Captain Onoma stood before Solo. “We have found the position
Iron Fist
held throughout the engagement. A wingpair from
Mon Delindo
detected her a few minutes ago.”

Solo came upright. “Alert Rogue and Nova Squadrons, tell them to stand ready. Communicate with
Mon Delindo
. We’ll converge on
Iron Fist’
s position—”

“Sir,
Iron Fist
has already jumped out of system.”

Solo sagged into his chair. “Abandoning his pilots? Not even bothering to pick up survivors off the
Reprisal
?”

Onoma nodded in the awkward Mon Calamari fashion. “Doubtless he’s relying on planetary forces for rescue, and will send a freighter back for his TIE squadrons. He’s gone, sir.”

Solo offered him a disbelieving shake of the head. “He just won’t come in close enough to a system for its mass shadow to delay his departure. He’s that spooked.”

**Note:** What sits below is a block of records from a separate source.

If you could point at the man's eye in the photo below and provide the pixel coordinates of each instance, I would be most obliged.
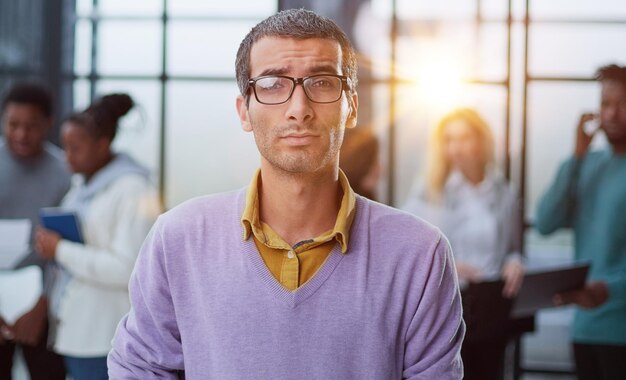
(321, 83)
(268, 85)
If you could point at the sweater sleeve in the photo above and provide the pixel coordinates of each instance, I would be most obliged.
(434, 337)
(112, 264)
(555, 207)
(147, 343)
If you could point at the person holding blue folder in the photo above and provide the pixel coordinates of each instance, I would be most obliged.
(33, 175)
(116, 204)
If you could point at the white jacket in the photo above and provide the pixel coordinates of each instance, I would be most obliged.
(115, 224)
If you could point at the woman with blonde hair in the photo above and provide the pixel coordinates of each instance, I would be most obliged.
(478, 210)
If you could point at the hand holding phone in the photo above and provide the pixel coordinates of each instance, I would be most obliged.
(588, 125)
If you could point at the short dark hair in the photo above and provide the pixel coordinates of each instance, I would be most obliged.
(299, 24)
(612, 72)
(29, 93)
(101, 118)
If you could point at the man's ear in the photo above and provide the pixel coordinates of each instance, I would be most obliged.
(244, 117)
(354, 106)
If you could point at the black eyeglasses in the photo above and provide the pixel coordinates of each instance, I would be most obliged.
(277, 89)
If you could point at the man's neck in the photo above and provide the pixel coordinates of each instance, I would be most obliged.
(299, 206)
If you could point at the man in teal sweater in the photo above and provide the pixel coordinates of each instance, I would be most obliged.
(589, 195)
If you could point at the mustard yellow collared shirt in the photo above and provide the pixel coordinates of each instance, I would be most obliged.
(293, 266)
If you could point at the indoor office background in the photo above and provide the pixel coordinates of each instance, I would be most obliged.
(527, 66)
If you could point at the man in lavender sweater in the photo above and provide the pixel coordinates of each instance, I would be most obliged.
(296, 276)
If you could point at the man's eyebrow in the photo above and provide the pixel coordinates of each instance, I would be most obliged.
(324, 69)
(274, 71)
(321, 69)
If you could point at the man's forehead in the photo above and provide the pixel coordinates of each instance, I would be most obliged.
(285, 53)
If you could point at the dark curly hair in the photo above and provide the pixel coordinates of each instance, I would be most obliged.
(299, 24)
(101, 118)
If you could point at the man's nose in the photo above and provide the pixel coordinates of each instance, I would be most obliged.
(299, 106)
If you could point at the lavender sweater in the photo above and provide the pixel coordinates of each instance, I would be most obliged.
(205, 305)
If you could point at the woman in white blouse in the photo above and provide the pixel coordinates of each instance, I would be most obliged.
(116, 202)
(478, 210)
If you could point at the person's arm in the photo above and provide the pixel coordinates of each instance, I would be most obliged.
(556, 208)
(435, 334)
(147, 343)
(29, 328)
(595, 293)
(513, 265)
(111, 265)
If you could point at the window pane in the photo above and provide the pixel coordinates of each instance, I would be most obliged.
(204, 48)
(445, 9)
(82, 89)
(554, 110)
(207, 151)
(580, 9)
(460, 50)
(129, 47)
(84, 7)
(574, 50)
(232, 8)
(130, 8)
(82, 48)
(138, 132)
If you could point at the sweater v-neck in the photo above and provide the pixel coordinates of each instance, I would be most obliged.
(292, 298)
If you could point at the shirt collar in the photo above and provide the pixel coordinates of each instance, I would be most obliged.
(251, 223)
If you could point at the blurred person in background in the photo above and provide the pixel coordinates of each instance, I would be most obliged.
(359, 161)
(589, 196)
(116, 203)
(479, 211)
(33, 175)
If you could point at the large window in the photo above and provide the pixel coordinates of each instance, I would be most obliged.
(176, 59)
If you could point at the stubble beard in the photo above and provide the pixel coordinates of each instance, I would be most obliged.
(300, 160)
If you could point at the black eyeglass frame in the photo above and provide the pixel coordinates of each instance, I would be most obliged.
(345, 85)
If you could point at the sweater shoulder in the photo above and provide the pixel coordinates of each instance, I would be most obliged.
(213, 208)
(399, 225)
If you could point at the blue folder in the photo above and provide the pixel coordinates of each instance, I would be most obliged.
(64, 222)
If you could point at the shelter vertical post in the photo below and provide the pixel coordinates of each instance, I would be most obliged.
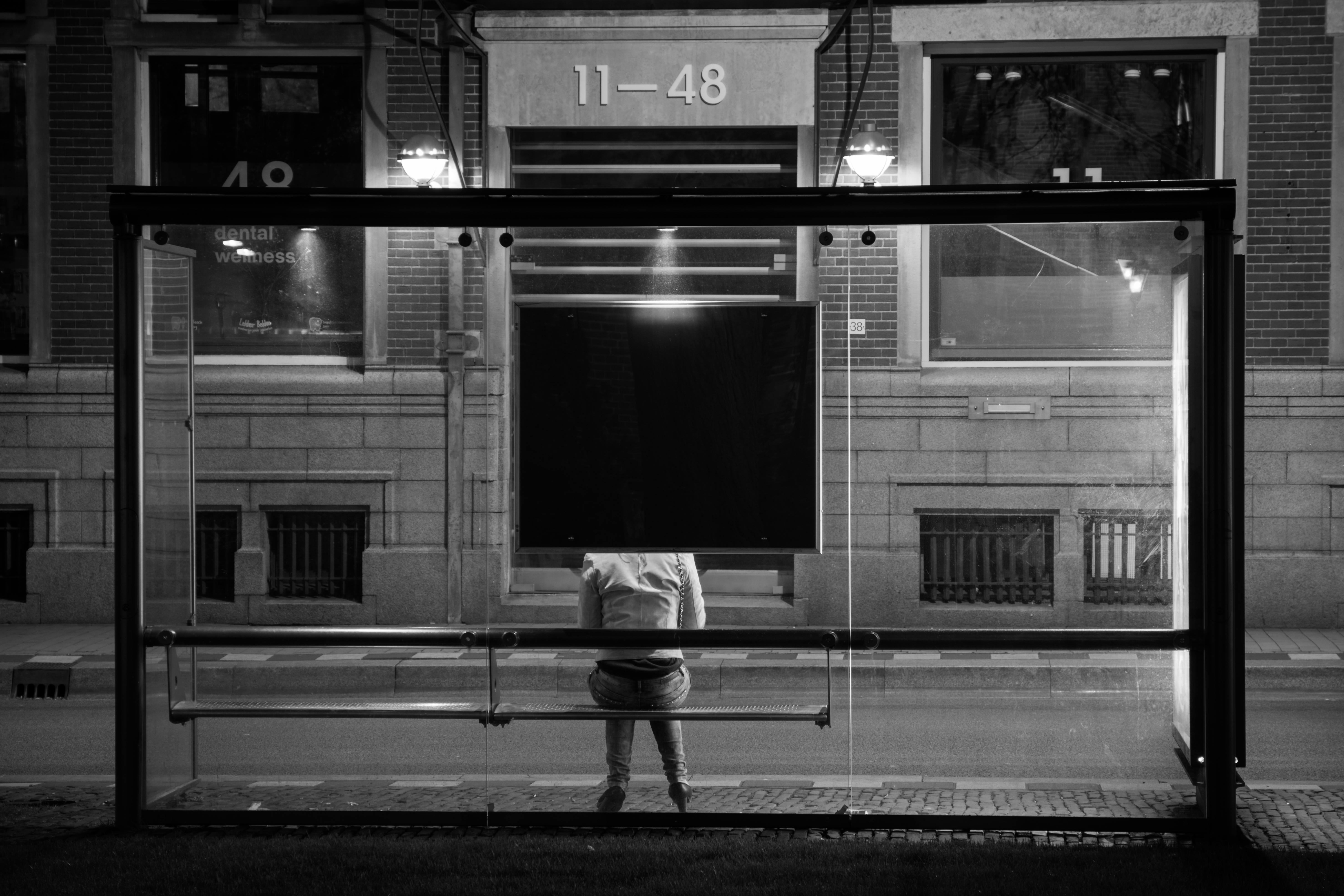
(455, 436)
(1221, 558)
(128, 557)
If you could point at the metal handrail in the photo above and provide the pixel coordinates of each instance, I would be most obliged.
(800, 639)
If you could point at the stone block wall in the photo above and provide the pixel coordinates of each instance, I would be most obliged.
(56, 459)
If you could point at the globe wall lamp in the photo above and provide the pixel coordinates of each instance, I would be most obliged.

“You should be honored, General. You’re what’s ‘spooking’ him.”

“Failures don’t get honored, Captain.” He shook his head, looked away from the captain. “I have to think about this.”

The crew of the
Millennium Falsehood
—two Corellian men, a Wookiee, and a 3PO droid in a general’s uniform—descended the loading ramp more hastily than usual, as though they expected the battered craft to burst into flame, and turned to look at the freighter.

She had new laser scoring all over her hull. Smoke drifted from beneath the keel and rose to the hangar’s ceiling.

“Not bad,” Wedge said. “I’ve flown worse.”

Squeaky said, “You are joking, I hope, sir.”

Wedge turned his attention to the droid. “And now that
we have a moment or two, Squeaky, would you mind telling me why you said we should allow Lara Notsil to blow holes in our hull?”

“Well, I thought she was trying to tell us something.”

Wedge blinked. Then he turned to the Wookiee. “Chewbacca, go ahead. Pull his legs off and hit him with them.”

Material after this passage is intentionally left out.